# Need help installing ubuntu on powermac g5



## 1zacster (May 30, 2011)

Well so far I have wiped the HDD and failed to install ubuntu "dapper drake" 6.06 on it yet u have seen videos of people running 10.04 on it? I only have cd-rw right now but I'm getting some cd-r soon. If you know how to do thus please be as specific as possible because os x just uses way too much CPU usage.


----------



## 1zacster (May 30, 2011)

Anyone?


----------



## sinclair_tm (Mar 11, 2005)

Well, first off you posted in the wrong forum. This is for help with Apple software on Macs. For help with Linux, you need to go to the Linux subforum. 2nd, we are volunteers, so we don't hang out here all day.

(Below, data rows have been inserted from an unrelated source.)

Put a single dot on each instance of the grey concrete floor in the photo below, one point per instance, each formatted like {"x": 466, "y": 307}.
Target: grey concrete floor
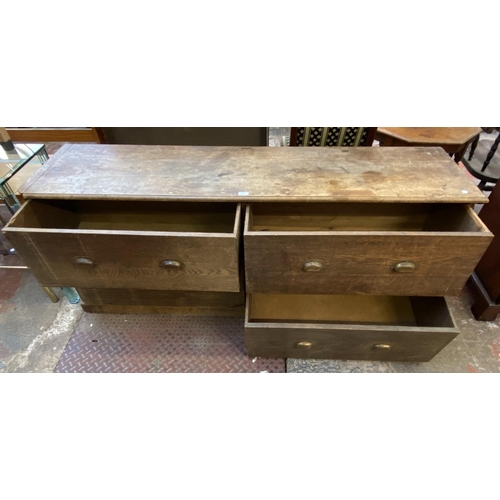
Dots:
{"x": 34, "y": 331}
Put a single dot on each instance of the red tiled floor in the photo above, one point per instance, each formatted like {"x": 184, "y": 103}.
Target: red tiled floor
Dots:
{"x": 117, "y": 343}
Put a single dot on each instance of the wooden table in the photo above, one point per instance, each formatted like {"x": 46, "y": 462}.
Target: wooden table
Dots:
{"x": 454, "y": 140}
{"x": 342, "y": 253}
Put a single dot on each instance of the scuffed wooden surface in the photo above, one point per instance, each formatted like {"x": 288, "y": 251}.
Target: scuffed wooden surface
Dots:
{"x": 126, "y": 172}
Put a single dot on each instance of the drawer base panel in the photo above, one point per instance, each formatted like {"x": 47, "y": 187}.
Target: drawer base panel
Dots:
{"x": 122, "y": 301}
{"x": 377, "y": 328}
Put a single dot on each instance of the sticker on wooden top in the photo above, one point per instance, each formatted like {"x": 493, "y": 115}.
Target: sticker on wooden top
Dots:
{"x": 218, "y": 173}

Being the Mac forum, I have to ask, why issues were you having with OS X? What version was it? Why do you think it uses too much CPU? I have a 1.47Ghz G4 running OS X 10.5.8 and don't have any issues. OS X uses very little CPU, and I know because I monitor it all the time with a Menubar addon. If something is using your CPU all the time, then there is something wrong that needs addressing.


----------



## whitewolf75 (Feb 12, 2012)

I too have a beautiful Mac G5 PPC desktop. This computer is a power house. I love it so much until today. I tried to give it to my Father and he was impressed by it until we tried to install Adobe to do a speedtest.net to check the internet speed. It told me that I had to install Adobe 11.1. As soon as I downloaded the file and tried to install it, it says that I need an intel. I did some research out there and you can't find any applications that you would use on a daily basis that is compatible with ppc. Pretty much all computers out there that are G3, G4, G5 PPC are now just a door mat. I checked on Apple.com buy back checking pricing and for a G5 top of the line with a studio monitor, all cables, Installation CD, mouse and keyboard and all they were going to do give is 64 dollars for it. The monitor is worth at least 100 dollars since brand new it costs over 300 dollars. I too am trying to find a way to install Ubuntu on there so at least the computer will be usable again without throwing it out.


----------



## sinclair_tm (Mar 11, 2005)

The G5 is still a very capable machine. I'd love to have one. I'm using a G4 still, and use it for day to day stuff just fine. Yes, Adobe dropped PPC CPUs with the current version of Flash, but you can still download the last version supported. As for office like software, there is an OpenOffice version, called NeoOffice that works great. You can also find an older version of iLife that will run on it for your media needs. OS X 10.5 is a great OS, and comes with Mail, which works fine for email. You can also install Firefox or use Safari to browse the web fine. About the only thing that really kills my G4 is playback of HD video, so by default I have HD video playback off, and no issues. Sure it's not screaming fast, but it gets the job done.


----------